The US soldier convicted of handing a trove of secret government documents to anti-secrecy website Wikileaks has been sentenced to 35 years in prison.

Pte First Class Bradley Manning, 25, was convicted in July of 20 charges against him, including espionage.

Last week, he apologised for hurting the US and for “the unexpected results” of his actions.

Prosecutors had asked for a 60-year sentence in order to send a message to future potential leakers.

Pte Manning will receive credit for time he has already served in jail, plus 112 days’ credit in recompense for the harsh conditions of his confinement immediately after his arrest.

Military prisoners can earn time off their sentences for good behaviour but must serve at least one-third of any prison sentence before they can become eligible for parole.

Public debate hopes


At the scene

Tom Geoghegan BBC News, Fort Meade


After 10 weeks of legal argument, the sentencing was over in minutes.

Judge Col Denise Lind sat in front of the Stars and Stripes and the US Army flag as she sentenced Pte Manning to 35 years in prison.

The 25-year-old defendant, in full military uniform, cut a diminutive, bespectacled figure as he sat in court, tapping his feet and rearranging his papers.

But as he stood to hear her words he showed little emotion. And his aunt, Debra van Alstyne, also seemed impassive behind him.

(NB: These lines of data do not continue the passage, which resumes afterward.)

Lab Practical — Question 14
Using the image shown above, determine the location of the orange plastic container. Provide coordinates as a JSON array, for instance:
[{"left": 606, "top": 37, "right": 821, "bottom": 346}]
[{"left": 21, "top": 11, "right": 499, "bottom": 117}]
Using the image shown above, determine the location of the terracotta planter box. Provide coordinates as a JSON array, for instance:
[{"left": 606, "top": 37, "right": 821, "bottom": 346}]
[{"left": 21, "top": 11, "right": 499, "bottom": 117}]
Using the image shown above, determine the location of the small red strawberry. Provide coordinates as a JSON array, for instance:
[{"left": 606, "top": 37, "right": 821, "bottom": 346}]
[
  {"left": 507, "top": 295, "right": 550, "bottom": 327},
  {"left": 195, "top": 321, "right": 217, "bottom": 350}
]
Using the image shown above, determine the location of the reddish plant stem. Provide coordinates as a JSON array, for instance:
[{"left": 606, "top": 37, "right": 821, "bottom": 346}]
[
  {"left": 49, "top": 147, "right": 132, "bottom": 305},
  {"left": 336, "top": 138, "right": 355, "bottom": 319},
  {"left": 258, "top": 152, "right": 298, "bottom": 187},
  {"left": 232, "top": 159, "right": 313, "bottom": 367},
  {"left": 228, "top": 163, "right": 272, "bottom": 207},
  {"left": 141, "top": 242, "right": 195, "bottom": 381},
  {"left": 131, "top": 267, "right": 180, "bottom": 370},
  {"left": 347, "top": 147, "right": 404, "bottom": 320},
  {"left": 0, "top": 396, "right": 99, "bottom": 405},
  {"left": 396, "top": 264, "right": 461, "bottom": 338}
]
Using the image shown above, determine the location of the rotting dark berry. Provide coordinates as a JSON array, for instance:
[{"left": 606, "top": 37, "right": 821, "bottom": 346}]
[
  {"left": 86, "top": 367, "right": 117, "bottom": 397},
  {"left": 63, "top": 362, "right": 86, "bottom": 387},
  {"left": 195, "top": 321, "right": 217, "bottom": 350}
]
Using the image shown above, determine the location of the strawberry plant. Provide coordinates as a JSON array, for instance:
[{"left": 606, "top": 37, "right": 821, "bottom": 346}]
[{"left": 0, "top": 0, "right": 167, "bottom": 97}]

The hush was broken as he was led away. His supporters, dressed in black T-shirts bearing the word “truth”, ignored earlier warnings by court officials and the judge to remain calm.

Shouts of “We’ll be waiting for you, Bradley” and “Thank you, Bradley, we love you” rang out.

In the military courtroom in Fort Meade, Maryland, on Wednesday, Judge Col Denise Lind declared Pte Manning would be dishonourably discharged from the US Army and forfeit some of his pay.

While stationed in Iraq in 2010, the junior intelligence analyst passed hundreds of thousands of battlefield reports and diplomatic cables to Wikileaks, the pro-transparency group headed by Julian Assange.

Pte Manning said in a pre-trial hearing he leaked the secret files in the hopes of sparking a public debate about US foreign policy and the military.

In a statement during the sentencing hearing, Pte Manning told the court martial at Fort Meade, Maryland that “the last three years have been a learning experience for me”.

His defence lawyers are expected to make a statement later on Wednesday.

The verdict and sentence will be reviewed, and possibly reduced, by a military district commander and will be automatically reviewed by the Army Court of Criminal Appeals.

Meanwhile, Amnesty International and the Bradley Manning Support Network have announced an online petition asking President Barack Obama to pardon Pte Manning.

Isolated deployment

As an intelligence analyst in the US Army, he had access to a large amount of very sensitive information, despite his junior rank.

The young soldier grew up in Oklahoma, and in Wales, where his mother is from, and reportedly joined the US Army to help pay for college.

A military psychiatrist has told the court that Pte Manning had struggled with his gender identity and wanted to become a woman at the time of the leak.

Navy Capt David Moulton testified that Pte Manning had felt abandoned by friends and family during his time in Iraq and that his relationship with his boyfriend had hit a rough patch.

According to evidence presented by the defence at his trial, military supervisors ignored erratic behaviour from Pte Manning, which included trying to grab a gun during a counselling session.

His lawyers said such actions had shown that Pte Manning had not been fit for duty overseas. He became increasingly isolated after his deployment to Iraq in 2009, the court heard.

Defence lawyers said Pte Manning was treated unfairly in solitary confinement in Quantico, Virginia and in a cell at Camp Arifjan, a US Army installation in Kuwait.

Pte Manning told the court he remembered thinking: “I’m going to die, I’m stuck inside this cage.”

He enabled Wikileaks to publish sensitive messages between US diplomats and records of military incidents in the wars in Iraq and Afghanistan, as well as a cockpit video showing a US Apache helicopter killing 12 people in the Iraqi capital in 2007.

The revelations caused significant embarrassment to the US government, and US officials have said the disclosures harmed US relations and the war effort in Afghanistan.